Biodiversity loss has long been one of the most devastating consequences from land-use change due to human activities like urban and agricultural expansion, industry, and deforestation, and it has only been exacerbated by the effects of climate change. Remarkably, the Republic of Korea is a country that has managed to achieve rapid economic development while maintaining its biodiversity since initial reforestation efforts began after the Korean War. Although urban hubs like Seoul and Busan played a part in forest decline, overall, the quality of these forests has improved due to excellent continuous forest management.
IIASA researcher Florian Kraxner contributed to research analyzing the biodiversity persistence of plants in the Republic of Korea since the 1960s. National data sets were used to create spatial scenarios of past versus present land use and habitat quality. Additionally, researchers constructed future scenarios evaluating biodiversity persistence and the net effects of forest management on biodiversity.
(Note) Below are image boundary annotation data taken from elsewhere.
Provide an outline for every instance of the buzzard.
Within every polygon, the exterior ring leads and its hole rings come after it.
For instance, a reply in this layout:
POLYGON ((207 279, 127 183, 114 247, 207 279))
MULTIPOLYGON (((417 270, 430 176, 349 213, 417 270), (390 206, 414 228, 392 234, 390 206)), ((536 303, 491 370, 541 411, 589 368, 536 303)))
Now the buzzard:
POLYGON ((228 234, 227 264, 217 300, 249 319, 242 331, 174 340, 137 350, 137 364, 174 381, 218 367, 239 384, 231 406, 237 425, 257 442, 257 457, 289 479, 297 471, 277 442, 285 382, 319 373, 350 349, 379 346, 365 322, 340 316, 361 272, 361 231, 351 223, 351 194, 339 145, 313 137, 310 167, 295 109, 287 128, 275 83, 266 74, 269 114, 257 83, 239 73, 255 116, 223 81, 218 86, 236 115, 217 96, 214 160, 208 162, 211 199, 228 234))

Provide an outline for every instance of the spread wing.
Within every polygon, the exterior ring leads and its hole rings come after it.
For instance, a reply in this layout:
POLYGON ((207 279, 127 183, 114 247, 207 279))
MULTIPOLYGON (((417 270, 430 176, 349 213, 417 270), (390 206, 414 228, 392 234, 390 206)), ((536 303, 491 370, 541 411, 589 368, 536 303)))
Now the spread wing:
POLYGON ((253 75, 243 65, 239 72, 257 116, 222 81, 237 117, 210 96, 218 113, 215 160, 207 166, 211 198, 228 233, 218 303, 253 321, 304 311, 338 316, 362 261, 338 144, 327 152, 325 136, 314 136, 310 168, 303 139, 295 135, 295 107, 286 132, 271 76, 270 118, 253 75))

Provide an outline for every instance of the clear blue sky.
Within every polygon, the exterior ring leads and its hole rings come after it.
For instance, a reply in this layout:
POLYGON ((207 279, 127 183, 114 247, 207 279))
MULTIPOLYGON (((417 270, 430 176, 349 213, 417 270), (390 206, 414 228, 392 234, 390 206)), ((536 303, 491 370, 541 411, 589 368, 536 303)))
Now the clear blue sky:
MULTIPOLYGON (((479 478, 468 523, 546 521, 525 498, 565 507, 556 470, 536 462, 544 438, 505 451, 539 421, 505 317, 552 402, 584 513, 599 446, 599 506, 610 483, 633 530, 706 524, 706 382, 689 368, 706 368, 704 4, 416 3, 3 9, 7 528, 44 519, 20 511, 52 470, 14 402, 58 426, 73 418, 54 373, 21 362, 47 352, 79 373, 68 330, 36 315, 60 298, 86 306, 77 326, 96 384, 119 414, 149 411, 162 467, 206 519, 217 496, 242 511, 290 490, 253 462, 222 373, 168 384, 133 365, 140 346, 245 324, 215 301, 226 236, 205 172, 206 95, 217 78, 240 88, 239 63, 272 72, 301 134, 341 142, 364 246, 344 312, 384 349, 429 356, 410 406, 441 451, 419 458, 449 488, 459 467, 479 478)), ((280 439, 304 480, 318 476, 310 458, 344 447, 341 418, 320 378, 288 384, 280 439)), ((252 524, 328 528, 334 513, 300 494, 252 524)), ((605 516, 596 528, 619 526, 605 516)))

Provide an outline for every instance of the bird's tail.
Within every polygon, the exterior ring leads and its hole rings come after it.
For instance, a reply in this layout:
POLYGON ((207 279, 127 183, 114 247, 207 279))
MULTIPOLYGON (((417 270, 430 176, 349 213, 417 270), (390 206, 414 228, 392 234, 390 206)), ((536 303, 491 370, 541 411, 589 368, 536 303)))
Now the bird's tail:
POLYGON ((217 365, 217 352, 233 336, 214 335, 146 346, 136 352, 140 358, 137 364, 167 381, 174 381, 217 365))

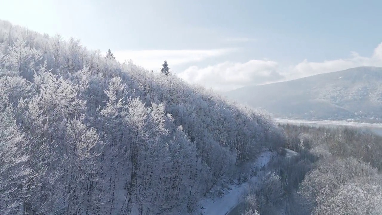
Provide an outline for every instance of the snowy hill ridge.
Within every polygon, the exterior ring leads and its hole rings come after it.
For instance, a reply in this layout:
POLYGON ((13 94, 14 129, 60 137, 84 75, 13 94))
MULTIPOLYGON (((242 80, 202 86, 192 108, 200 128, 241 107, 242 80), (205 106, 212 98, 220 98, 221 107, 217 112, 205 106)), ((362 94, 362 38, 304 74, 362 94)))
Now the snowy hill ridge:
POLYGON ((112 51, 0 20, 0 214, 192 214, 283 144, 267 112, 112 51))
POLYGON ((225 94, 276 117, 382 122, 382 68, 361 67, 225 94), (272 99, 269 99, 272 98, 272 99))

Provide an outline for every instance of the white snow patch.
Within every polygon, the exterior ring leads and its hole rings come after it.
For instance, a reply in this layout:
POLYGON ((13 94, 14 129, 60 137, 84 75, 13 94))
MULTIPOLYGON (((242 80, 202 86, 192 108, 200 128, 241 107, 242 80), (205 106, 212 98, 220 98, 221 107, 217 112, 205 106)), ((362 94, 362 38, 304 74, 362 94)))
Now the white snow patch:
MULTIPOLYGON (((263 152, 254 163, 254 167, 261 168, 267 165, 274 154, 275 153, 269 151, 263 152)), ((249 179, 255 180, 254 178, 256 177, 253 176, 249 179)), ((247 184, 245 182, 232 185, 231 191, 222 197, 215 199, 207 199, 201 200, 199 204, 201 210, 200 211, 203 215, 226 215, 239 203, 242 194, 245 192, 248 187, 247 184)))

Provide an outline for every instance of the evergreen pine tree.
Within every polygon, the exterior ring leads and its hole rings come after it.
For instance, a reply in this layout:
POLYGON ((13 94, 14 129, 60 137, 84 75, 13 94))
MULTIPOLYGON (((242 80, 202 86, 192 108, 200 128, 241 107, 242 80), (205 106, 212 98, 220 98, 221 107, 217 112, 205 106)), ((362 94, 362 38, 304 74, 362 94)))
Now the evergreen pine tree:
POLYGON ((110 49, 109 49, 107 50, 107 52, 106 52, 106 57, 105 57, 105 58, 115 59, 115 57, 114 57, 114 55, 112 53, 112 51, 110 49))
POLYGON ((167 61, 166 60, 165 60, 165 62, 162 64, 162 68, 160 69, 160 72, 166 75, 168 75, 170 74, 170 68, 168 68, 168 65, 167 64, 167 61))

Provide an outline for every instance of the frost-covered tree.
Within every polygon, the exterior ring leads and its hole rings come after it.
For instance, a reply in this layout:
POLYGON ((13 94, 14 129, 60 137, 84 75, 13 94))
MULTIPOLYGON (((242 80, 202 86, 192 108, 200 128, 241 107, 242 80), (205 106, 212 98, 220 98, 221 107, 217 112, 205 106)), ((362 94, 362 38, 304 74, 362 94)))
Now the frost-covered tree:
POLYGON ((106 56, 105 57, 109 59, 115 59, 115 57, 114 57, 114 55, 112 53, 112 51, 110 49, 107 50, 107 52, 106 52, 106 56))
POLYGON ((160 72, 166 75, 168 75, 170 74, 170 68, 168 67, 168 64, 167 63, 167 61, 165 60, 164 63, 162 64, 162 68, 160 69, 160 72))
POLYGON ((0 45, 2 214, 191 213, 282 135, 165 62, 149 72, 2 21, 0 45))

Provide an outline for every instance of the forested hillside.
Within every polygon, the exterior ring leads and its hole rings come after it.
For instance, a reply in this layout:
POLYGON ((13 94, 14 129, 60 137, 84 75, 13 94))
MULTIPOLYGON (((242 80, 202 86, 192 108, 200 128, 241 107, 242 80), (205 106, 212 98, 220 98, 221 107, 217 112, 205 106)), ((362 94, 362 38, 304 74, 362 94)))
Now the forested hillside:
POLYGON ((0 21, 1 214, 191 213, 281 134, 173 75, 0 21))

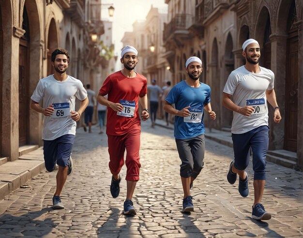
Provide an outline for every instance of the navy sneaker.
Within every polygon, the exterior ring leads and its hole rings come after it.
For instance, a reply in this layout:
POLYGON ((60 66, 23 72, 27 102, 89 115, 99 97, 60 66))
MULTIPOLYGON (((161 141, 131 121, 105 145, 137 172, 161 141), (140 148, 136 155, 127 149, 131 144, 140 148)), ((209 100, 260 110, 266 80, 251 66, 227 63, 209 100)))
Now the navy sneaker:
POLYGON ((231 166, 235 164, 235 160, 232 160, 229 164, 229 169, 227 175, 227 181, 230 184, 233 184, 237 180, 237 174, 235 174, 231 171, 231 166))
POLYGON ((120 193, 120 182, 121 181, 121 176, 119 175, 119 179, 115 180, 114 176, 111 177, 111 184, 110 184, 110 193, 114 198, 116 198, 119 195, 120 193))
POLYGON ((59 195, 53 197, 53 209, 63 209, 64 206, 61 202, 61 198, 59 195))
POLYGON ((124 215, 136 215, 137 214, 131 200, 126 200, 124 202, 123 207, 123 214, 124 215))
POLYGON ((193 197, 187 196, 183 199, 183 211, 184 212, 190 212, 193 210, 193 197))
POLYGON ((244 180, 242 180, 239 178, 239 192, 242 197, 245 197, 248 195, 249 191, 248 190, 248 176, 245 172, 246 178, 244 180))
POLYGON ((257 203, 253 207, 252 218, 256 220, 269 220, 272 218, 272 214, 264 210, 264 207, 260 203, 257 203))
POLYGON ((68 159, 68 165, 67 165, 67 175, 70 175, 73 173, 73 171, 74 170, 72 156, 69 157, 69 159, 68 159))

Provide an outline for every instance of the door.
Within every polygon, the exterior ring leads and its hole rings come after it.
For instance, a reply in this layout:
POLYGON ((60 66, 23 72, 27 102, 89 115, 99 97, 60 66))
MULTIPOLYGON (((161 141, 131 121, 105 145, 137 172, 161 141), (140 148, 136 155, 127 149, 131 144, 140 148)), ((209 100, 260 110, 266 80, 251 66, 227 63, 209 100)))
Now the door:
POLYGON ((298 132, 298 31, 289 35, 287 42, 285 92, 284 149, 297 151, 298 132))
POLYGON ((19 145, 28 143, 29 125, 29 71, 28 42, 20 39, 19 46, 19 145))

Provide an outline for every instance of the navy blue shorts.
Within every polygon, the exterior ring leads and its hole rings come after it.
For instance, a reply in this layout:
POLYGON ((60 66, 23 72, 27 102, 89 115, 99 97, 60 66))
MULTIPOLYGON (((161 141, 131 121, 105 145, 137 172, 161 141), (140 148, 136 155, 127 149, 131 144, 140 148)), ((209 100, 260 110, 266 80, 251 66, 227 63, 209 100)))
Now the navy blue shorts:
POLYGON ((84 122, 87 124, 89 122, 91 122, 92 114, 93 113, 93 106, 88 106, 84 111, 84 122))
POLYGON ((73 134, 65 134, 53 140, 43 140, 43 153, 46 170, 53 171, 56 164, 62 167, 67 166, 74 141, 73 134))
POLYGON ((249 164, 249 148, 253 153, 254 179, 265 180, 266 153, 269 127, 261 126, 243 134, 232 134, 235 155, 235 168, 244 170, 249 164))

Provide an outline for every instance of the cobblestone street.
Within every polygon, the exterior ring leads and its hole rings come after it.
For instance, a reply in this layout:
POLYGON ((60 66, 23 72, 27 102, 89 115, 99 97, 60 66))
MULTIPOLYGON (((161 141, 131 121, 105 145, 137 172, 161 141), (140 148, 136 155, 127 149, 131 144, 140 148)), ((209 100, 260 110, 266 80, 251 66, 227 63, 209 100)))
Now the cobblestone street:
POLYGON ((232 149, 206 139, 204 168, 191 190, 195 211, 183 214, 180 164, 173 131, 151 121, 142 125, 140 179, 133 199, 137 215, 122 214, 126 168, 119 196, 109 191, 107 137, 78 129, 73 151, 74 172, 61 195, 65 206, 53 210, 57 171, 44 172, 0 201, 0 238, 302 237, 302 173, 268 163, 262 203, 271 220, 252 220, 253 173, 250 194, 242 198, 238 181, 226 179, 232 149))

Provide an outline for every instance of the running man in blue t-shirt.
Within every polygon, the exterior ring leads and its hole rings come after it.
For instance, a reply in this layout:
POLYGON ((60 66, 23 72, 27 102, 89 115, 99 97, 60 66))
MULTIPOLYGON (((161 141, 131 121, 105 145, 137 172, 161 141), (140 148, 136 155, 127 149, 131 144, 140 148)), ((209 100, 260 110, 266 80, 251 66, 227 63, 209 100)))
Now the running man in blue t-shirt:
POLYGON ((203 111, 213 120, 216 114, 212 110, 210 87, 199 81, 202 71, 201 60, 196 57, 189 58, 185 70, 188 78, 171 89, 166 99, 164 110, 176 116, 174 135, 182 162, 180 176, 184 192, 183 211, 189 212, 194 210, 190 190, 204 164, 203 111))

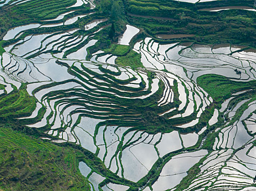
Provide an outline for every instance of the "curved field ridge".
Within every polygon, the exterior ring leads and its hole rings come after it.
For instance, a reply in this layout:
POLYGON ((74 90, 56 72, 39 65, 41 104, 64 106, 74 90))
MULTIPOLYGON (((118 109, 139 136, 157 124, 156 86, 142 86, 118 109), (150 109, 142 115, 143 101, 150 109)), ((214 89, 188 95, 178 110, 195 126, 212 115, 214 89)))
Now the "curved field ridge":
POLYGON ((5 35, 0 120, 82 151, 79 168, 93 190, 255 186, 255 51, 163 44, 130 25, 129 40, 124 34, 122 45, 100 50, 109 21, 90 1, 66 7, 5 35), (137 67, 117 64, 126 56, 137 67))

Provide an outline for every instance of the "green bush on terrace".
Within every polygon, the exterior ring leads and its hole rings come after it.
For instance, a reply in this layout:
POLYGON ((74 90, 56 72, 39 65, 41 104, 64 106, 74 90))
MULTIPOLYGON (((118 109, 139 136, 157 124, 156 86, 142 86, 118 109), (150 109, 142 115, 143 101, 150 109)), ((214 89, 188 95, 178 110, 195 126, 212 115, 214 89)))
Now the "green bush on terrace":
POLYGON ((243 89, 253 88, 256 86, 255 80, 237 82, 216 74, 203 75, 197 77, 196 81, 217 102, 220 101, 222 98, 227 98, 232 93, 243 89))
POLYGON ((130 66, 132 68, 143 68, 141 57, 141 55, 132 50, 126 56, 117 57, 115 62, 119 65, 130 66))
POLYGON ((112 44, 109 49, 104 50, 106 53, 110 53, 115 56, 123 56, 126 55, 130 50, 127 45, 112 44))

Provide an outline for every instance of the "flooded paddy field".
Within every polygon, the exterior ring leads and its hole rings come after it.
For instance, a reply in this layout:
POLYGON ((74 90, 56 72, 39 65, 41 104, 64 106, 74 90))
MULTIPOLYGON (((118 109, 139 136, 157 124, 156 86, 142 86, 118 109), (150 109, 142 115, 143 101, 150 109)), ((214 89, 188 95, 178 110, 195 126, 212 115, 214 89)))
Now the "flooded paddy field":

The resulting scenarios displayed positive biodiversity persistence over the years, with the Korean government managing to offset the negative effects of urbanization through reforestation and habitat management efforts. The study also showed that the most serious consequences of climate change could be mitigated but that change is needed, as current management practices are not enough. Further research with more diverse future land-cover and land-use scenarios that would allow Korea to better prepare for a worst-case scenario was also recommended.